Heroin Epidemic: The Real Metric for Determining Border Security: Michael Cutler
Heroin Epidemic: The Real Metric for Determining Border Security
With the exception of presidential candidate Bernie Sanders, all other candidates have made securing the U.S.-Mexican border a priority. While the U.S.-Mexican border must be made secure, the goal of securing that border is as deceptive as are the claims of the administration that the borders have never been more secure.
Purely focusing on the U.S.-Mexican border ignores the fact that, as I have noted in many articles and testimony at congressional hearings, the United States is a nation of 50 “border states.”
On July 6, 2014, FrontPage Magazine posted my article, “Border Security and the Immigration Colander – Why the breakdown of the Southwest border is only the tip of the iceberg.” I followed up on the issue of how many “border states” the United States actually has and how the false narrative that all that the U.S. has to address is the lack of security of our southwest border in my February 4, 2015, FrontPage Magazine article, “The ‘Secure Our Border First Act’ Deception – Why it’s no solution to the immigration crisis.”
If we simply focus on only one component of our border, no matter how secure we make that one component of our border, our nation will not be secure. Furthermore, the administration and advocates for Comprehensive Immigration Reform have touted Border Patrol arrest statistics to claim that our borders have never been more secure. Those stats are easily altered. As the saying goes, “Figures don’t lie, but liars can figure.”
The most reliable and virtually tamper-proof metric for determining the true state of border security has nothing to do with manufactured arrest statistics that also fail to address the other 46 border states that are not located along the U.S.-Mexican border. The best metric is the price and availability of heroin and cocaine substances that are illegal and not produced in the U.S. Every gram of heroin and every gram of cocaine provide incontrovertible evidence of a failure of border security.
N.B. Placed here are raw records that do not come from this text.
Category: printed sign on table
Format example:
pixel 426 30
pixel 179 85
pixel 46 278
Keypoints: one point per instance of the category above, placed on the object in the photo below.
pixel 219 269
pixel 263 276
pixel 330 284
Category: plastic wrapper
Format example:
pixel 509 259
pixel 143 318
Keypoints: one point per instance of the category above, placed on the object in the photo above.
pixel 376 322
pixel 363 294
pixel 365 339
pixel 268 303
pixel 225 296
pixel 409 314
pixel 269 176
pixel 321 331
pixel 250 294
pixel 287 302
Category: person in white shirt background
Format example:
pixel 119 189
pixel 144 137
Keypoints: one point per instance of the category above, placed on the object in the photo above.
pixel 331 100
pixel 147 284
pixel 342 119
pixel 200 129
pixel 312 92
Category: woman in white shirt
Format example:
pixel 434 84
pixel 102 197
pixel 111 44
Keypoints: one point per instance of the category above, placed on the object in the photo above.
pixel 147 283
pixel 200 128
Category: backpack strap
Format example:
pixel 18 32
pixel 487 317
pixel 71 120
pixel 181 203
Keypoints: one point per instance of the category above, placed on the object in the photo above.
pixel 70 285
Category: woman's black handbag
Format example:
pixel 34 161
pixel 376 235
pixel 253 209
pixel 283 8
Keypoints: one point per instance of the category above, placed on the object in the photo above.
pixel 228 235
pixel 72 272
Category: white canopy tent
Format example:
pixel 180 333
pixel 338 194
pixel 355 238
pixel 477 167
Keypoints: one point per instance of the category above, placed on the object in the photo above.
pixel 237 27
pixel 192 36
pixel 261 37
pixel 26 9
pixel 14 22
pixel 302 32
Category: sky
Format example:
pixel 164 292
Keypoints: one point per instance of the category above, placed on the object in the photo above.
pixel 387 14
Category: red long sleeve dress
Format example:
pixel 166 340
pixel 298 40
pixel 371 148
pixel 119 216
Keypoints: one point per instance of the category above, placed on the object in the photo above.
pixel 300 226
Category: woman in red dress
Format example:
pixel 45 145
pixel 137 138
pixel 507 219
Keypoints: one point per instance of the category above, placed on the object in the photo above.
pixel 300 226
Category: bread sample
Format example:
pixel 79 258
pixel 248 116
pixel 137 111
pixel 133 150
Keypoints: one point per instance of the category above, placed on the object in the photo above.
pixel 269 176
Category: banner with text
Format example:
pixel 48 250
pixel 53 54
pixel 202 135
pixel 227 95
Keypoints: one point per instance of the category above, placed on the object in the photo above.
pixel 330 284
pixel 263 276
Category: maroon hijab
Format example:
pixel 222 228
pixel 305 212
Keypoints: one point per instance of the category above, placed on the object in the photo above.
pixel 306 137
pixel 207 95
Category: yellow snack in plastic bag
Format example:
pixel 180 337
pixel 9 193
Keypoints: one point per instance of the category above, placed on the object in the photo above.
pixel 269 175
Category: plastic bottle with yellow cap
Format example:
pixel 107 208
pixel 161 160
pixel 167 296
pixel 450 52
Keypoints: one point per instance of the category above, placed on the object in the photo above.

On June 20, 2014, an article in The Washington Post was headed, “As opioid deaths surge, a push to get antidote into hands of abusers’ friends and family.” That article contained a link to a March 10, 2014, article, “Holder calls deaths from heroin overdoses an ‘urgent and growing public health crisis.’” It is worth noting that Holder who at the time was the Attorney General frequently claimed the borders were secure. How then did the smugglers manage to get ever-increasing amounts of heroin across those supposedly “secure” borders?
News reports published on July 16, 2015, provide crystal clear evidence that our borders are little more than speed bumps to smugglers. EAGNews.org reported, “MA high schools stock overdose meds amid heroin epidemic,” while The Boston Globe reported, “Easton schools to carry drug that reverses opioid overdoses.”
The administration’s addiction to lies must stop, and true border security must be achieved. Drug proceeds fill the coffers of the drug cartels, street gangs and terror organizations. Most violent crime has a nexus to drug use and drug trafficking. Lives hang in the balance.